Plastic and microwave

As a doctor, many people often ask me about the kind of plastic to use and about the ones to microwave. Most of you must have a bundle of queries like Am I doing it right using them? How can I avoid or decrease health risks to my family due to heating of food or drinks in plastic? Should we completely stop using it? Is it possible to completely stop using plastic in microwave or having outdoor food where we often see the take away containers to be plastic?? It’s not possible to completely stop using them but yes we can use it with caution and in minimal. So here I would mention briefly some important things we all need to consider.


Health hazards:

You may be concerned that heating food in a microwave using plastic will increase your risk of developing cancer or many other health issues. Many different chemicals are being used in the manufacturing of plastic and some of these may cause cancer. It is possible that these chemicals may leach out of the container and into the food it holds.Substances are often added to plastic to help shape or stabilize it. Two of these plasticizers are bisphenol-A (BPA)- added to make clear, hard plastic and phthalates added to make plastic soft and flexible

Perhaps one of the most dangerous contaminants in microwavable food is BPA. Bisphenol A, often known as BPA is a chemical found in hard plastics and the coatings of food and drinks cans which can behave in a similar way to estrogen and other hormones in the human body. BPA is used to make many products, including water bottles, baby bottles, dental devices, medical devices, household electronic and sports equipment.
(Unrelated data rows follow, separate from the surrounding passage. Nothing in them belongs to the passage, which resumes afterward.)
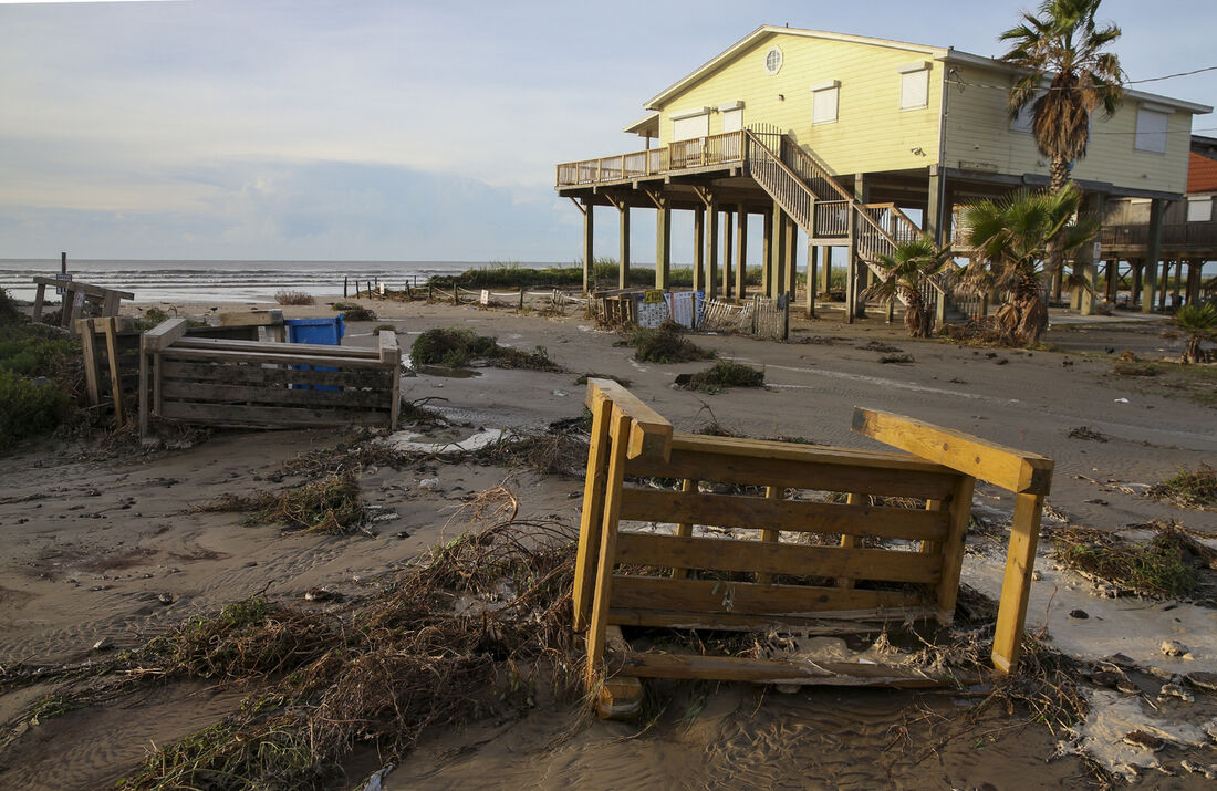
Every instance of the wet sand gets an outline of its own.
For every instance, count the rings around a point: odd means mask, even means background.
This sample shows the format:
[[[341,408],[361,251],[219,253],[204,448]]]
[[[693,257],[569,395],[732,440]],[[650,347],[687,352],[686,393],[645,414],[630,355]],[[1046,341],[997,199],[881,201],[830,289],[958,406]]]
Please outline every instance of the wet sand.
[[[1157,320],[1060,322],[1045,341],[1062,352],[1027,353],[913,341],[881,319],[845,325],[830,313],[832,318],[818,321],[796,319],[795,343],[696,338],[722,357],[765,369],[764,391],[706,396],[672,388],[678,374],[705,364],[639,364],[630,349],[613,346],[615,335],[581,315],[364,302],[381,321],[348,325],[347,344],[370,346],[372,329],[383,321],[398,329],[405,349],[426,329],[462,326],[520,348],[543,346],[573,371],[481,369],[469,378],[403,380],[409,400],[447,399],[432,405],[467,422],[465,434],[539,428],[577,416],[583,388],[574,377],[585,371],[632,380],[630,389],[680,430],[716,417],[750,436],[873,448],[875,443],[849,431],[852,409],[860,405],[1055,459],[1049,505],[1075,523],[1120,529],[1173,518],[1217,535],[1217,514],[1120,488],[1156,483],[1180,466],[1217,459],[1217,410],[1151,380],[1115,376],[1111,357],[1093,355],[1110,348],[1148,359],[1177,358],[1179,341],[1163,338]],[[288,316],[325,312],[286,309]],[[914,363],[882,364],[880,358],[891,352],[874,350],[876,344],[912,354]],[[1079,426],[1110,439],[1071,438],[1070,430]],[[285,461],[344,439],[349,436],[342,431],[220,432],[195,448],[151,455],[113,456],[58,441],[32,443],[10,455],[0,469],[0,663],[78,662],[102,638],[117,649],[131,647],[190,615],[214,612],[260,590],[293,604],[314,585],[350,594],[375,590],[383,574],[462,529],[464,523],[450,522],[462,498],[505,479],[520,497],[522,516],[577,522],[578,481],[470,465],[365,471],[360,484],[366,500],[381,506],[382,515],[397,514],[372,526],[375,537],[280,535],[273,526],[243,524],[240,514],[187,512],[224,493],[290,486],[292,478],[275,475]],[[439,489],[420,488],[424,477],[438,477]],[[1010,507],[988,487],[980,488],[977,501]],[[162,604],[161,594],[169,594],[172,604]],[[108,708],[85,709],[32,729],[0,758],[0,786],[96,787],[133,768],[148,740],[163,744],[206,725],[228,705],[226,697],[212,696],[201,706],[190,696],[204,692],[183,690],[124,703],[125,719]],[[10,722],[32,700],[30,690],[0,696],[0,720]],[[1045,763],[1054,740],[1039,728],[1014,728],[1016,720],[1004,712],[922,756],[958,711],[952,696],[942,694],[819,689],[778,695],[724,685],[706,699],[692,727],[680,722],[685,709],[674,702],[652,730],[638,735],[634,725],[577,717],[572,725],[570,711],[540,708],[522,722],[428,737],[389,776],[388,787],[486,785],[493,778],[490,785],[500,787],[578,781],[591,787],[1004,789],[1072,787],[1087,776],[1073,757]],[[141,724],[116,728],[133,718]],[[572,728],[573,735],[560,739]],[[46,768],[51,751],[39,747],[51,744],[60,756],[54,770]],[[65,761],[71,753],[61,750],[77,744],[91,745],[80,748],[88,759]],[[1167,780],[1156,775],[1145,782],[1159,787]],[[1194,781],[1182,776],[1168,786]]]

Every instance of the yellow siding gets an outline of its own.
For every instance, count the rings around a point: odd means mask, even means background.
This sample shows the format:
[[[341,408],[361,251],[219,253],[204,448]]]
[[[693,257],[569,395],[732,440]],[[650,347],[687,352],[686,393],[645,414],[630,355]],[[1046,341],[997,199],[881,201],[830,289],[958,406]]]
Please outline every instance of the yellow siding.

The amounts that were detected, scientists have found to cause neurological and developmental damage in laboratory animals. The problems include genital defects, behavioral changes and abnormal development of mammary glands. The changes to the mammary glands were identical to those observed in women at higher risk for breast cancer. So pregnant ladies are advised to abstain themselves from using if not completely at least minimise its use. An analysis of 455 common plastic products, including supposedly BPA-free ones, found that 70% tested positive for estrogenic activity; that number went up to 95% when the plastics were microwaved. These chemicals used in plastic making are also found to be ‘endocrine-disrupting chemicals’ capable of interfering with the way our glands produce hormones that govern virtually everything our bodies do, including the way we reproduce, grow, sleep, heal, develop mentally etc.(1,2)
For microwave approval, the testing agency estimates the ratio of plastic surface area to food, how long the container is likely to be in the microwave, how often a person is likely to eat from the container, and how hot the food can be expected to get during microwaving. After a series of tests only then the approval is given.

What is Plastic grading?

We often see some number mostly at bottom. Its just the grading which indicates its utility. Before you go for shopping this time, just put in mind to make a note of numbering and for what exactly you need them for!


The health risks of cooking in plastic seem to include all forms of plastic according to literatures. The worst offender is 6, polystyerene. Plastics with numbering 1, 2 and 4 are the safest.


Points to remember:

  • Pregnant ladies should minimise their use of microwave and specially food cooked in it using plastic.
  • If you’re concerned about plastic wraps or containers in the microwave, transfer food to glass or ceramic containers labelled for use in microwave ovens.
  • Don’t let plastic wrap touch food during microwaving because it may melt. Wax paper, kitchen parchment paper or a domed container that fits over a plate or bowl are better alternatives.
  • Most takeout containers, water bottles, and plastic cups are not microwave-safe. Choose bottled drinks and processed foods wisely. Avoid plastic containers labeled with the numbers 3, 6, or 7, which is said to contain more of phthalates.
  • Microwavable takeout dinner trays are formulated for one-time use only and will say so on the package.
  • Old, scratched, or cracked containers, or those that have been microwaved many times, may leach out more plasticizers.
  • If you’re using plastic containers for storage, let the food cool before storing, then refrigerate it immediately. Avoid plastics and containers that are visibly damaged, stained or have a bad smell
  • The World Health Organisation (WHO) estimates there are more than 800 of these chemicals in use in such vast quantities that they are everywhere — not just in the products, but also in the environment and the food chain. So do not panic and use them judiciously.